EPrints Technical Mailing List Archive

See the EPrints wiki for instructions on how to join this mailing list and related information.

Message: #06384

Re: [EP-tech] Scripted XML download?

To: eprints-tech@ecs.soton.ac.uk
Subject: Re: [EP-tech] Scripted XML download?
From: Adam Field <af05v@ecs.soton.ac.uk>
Date: Mon, 27 Mar 2017 22:39:54 +0100

Have you tried a commane-line export. Even if it takes a while, as long as it doesn't consume too many system resources then your repository will still be nice and snappy. You could, for example, trigger it to run at 1am, and write the export to a location in your html directory, then wget it a day later (just in case it runs longer). You could speed up wgetting by zipping it

the command would be:

<eprints_root>/bin/export <repositoryid> archive XML | gzip > <eprints_root>/archives/<archive_id>/htm/en/eprint_archive.xml.gzip

wget would be:

wget <base_url>/eprint_archive.xml.gzip | gunzip > eprint_archive.xml

Note that there shouldn't be any security issues because the archive dataset is the live items, so it should be all publicly visible anyway. Also, be careful that you aren't downloading it at the time your regenerating it.

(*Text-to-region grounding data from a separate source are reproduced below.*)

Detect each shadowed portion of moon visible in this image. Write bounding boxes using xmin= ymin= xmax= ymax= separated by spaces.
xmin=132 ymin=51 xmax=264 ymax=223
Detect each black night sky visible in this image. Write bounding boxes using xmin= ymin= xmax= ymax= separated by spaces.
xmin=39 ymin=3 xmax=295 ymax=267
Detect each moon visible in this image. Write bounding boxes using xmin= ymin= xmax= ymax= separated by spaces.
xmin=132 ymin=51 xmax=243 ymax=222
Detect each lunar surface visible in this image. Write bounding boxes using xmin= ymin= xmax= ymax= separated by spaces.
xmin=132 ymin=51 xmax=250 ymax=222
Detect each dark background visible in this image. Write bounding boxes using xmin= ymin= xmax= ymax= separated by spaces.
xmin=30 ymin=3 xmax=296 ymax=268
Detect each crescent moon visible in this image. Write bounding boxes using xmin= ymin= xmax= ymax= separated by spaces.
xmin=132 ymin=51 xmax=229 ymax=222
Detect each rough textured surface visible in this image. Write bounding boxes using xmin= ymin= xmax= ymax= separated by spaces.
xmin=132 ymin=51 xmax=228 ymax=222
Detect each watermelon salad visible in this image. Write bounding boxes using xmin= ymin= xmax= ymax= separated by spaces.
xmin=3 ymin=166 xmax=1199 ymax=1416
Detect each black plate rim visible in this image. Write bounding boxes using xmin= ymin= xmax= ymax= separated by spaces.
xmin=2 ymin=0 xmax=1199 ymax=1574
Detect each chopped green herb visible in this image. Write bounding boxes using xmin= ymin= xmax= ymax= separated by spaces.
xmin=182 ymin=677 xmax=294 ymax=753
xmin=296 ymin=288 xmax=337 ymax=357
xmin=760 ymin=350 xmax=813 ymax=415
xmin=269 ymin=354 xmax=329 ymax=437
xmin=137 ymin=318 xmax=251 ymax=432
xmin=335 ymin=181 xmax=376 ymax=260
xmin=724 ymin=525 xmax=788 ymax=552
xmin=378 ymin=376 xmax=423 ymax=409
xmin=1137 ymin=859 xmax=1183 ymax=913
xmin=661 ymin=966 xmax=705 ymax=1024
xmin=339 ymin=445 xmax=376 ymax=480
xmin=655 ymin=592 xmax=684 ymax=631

Lastly, the above was typed directly into the email -- your mileage may vary both with syntax and conceptual errors.

--
Adam Field

On 27 Mar 2017, at 14:51, Andy Reid <Andy.Reid@lshtm.ac.uk> wrote:

Hi,
I do some checking, analysis and visualisation of our repository in a third-party package, and I have it set up to ingest Eprints XML. I’d like to update this once a week or so, but if I download it all in one big go it takes about 3 hours, 1.5GB, and tends to fail halfway in. I have been doing it manually one year at a time, but that means 17 separate manual search-and-download operations, each taking ten minutes or so. I don’t have shell access to the server, so can’t script it command-line.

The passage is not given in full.